I know faith is about experience. I know my faith grows the more I experience God. The more I see Him move. The more I am shaped. The more I grow to understand.
But sometimes my faith is all about the type of experience. I’m convinced God is with me in the high moments. Faith assured and confident. I question His presence, even His existence in the times when my soul is beaten down and discouraged.
At that time Jesus said, “I praise You, Father, Lord of heaven and earth, because You have hidden these things from the wise and learned, and revealed them to little children. Yes, Father, for this is what You were pleased to do. All things have been committed to me by my Father. No one knows the Son except the Father, and no one knows the Father except the Son and those to whom the Son chooses to reveal Him. Come to me, all you who are weary and burdened, and I will give you rest. Take My yoke upon you and learn from Me, for I am gentle and humble in heart, and you will find rest for your souls. For My yoke is easy and My burden is light. Matthew 11:25-30 (emphasis mine)
It’s easy for me to look back at the last few years and see the times where God has showed up in big ways in my life. They’re cathedral moments where I’ve sat still and interacted with God. He’s spoken to my soul in deep and profound ways. I’ve walked away from every one of those experiences changed, tears cried, heart impacted.
The harder ones to see are the subtle moments. The times where it hasn’t felt like a life-altering revelation (and yet it really was). These moments I take for granted. I gloss over them – they can’t really be that important. But they are. They should be reminding me of how deep my Father’s love is for me. Every song that’s been part of my day, every moment where truth has shaken a lie, every friend who speaks truth to me, every moment of quiet reflection – these are all subtle and not-so-subtle ways that God continues to reveal Himself to me.
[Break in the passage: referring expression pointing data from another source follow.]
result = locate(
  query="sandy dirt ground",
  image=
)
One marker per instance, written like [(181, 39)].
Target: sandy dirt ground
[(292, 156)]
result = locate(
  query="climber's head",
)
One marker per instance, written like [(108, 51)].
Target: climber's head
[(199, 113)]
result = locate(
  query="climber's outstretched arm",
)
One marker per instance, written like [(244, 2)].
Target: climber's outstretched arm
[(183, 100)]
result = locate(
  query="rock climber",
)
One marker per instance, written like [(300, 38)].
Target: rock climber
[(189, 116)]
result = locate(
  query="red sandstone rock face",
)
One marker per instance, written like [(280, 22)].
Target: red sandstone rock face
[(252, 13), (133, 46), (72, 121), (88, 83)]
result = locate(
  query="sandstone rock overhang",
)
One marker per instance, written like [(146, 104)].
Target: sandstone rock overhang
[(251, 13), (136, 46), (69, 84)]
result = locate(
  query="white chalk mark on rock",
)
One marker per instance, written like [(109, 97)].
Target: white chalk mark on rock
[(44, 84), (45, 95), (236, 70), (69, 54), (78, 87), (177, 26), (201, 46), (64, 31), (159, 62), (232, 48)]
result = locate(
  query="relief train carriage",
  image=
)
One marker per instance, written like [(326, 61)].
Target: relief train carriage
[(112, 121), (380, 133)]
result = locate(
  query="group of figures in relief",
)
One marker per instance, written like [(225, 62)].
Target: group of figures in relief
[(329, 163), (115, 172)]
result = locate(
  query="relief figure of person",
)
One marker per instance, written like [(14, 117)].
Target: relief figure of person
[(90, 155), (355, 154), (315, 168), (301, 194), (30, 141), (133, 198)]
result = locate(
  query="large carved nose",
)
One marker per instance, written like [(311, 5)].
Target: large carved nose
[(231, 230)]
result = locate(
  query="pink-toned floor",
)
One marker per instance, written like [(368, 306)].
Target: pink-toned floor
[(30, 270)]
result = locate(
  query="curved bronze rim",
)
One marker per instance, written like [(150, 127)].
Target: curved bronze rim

I’m quick to gloss over the subtle moments. Instead of having a tender heart, I brush the revelation of my loving Father aside. But while I easily limit my faith experiences to the big moments, God wants to again show me that He is in all of it. He knows that in my “wisdom” I will overlook His working in me. But I was reminded again that my “wisdom” is not what is being asked of me. Instead, He desires my heart to be tender to what He is doing. To see anew how He is lavishing me in love and kindness. To have my eyes open to what He is doing so that I am able to join Him on the journey that is my life. To be tender. To be soft so that I may hear His voice and know that it is He who calls me on.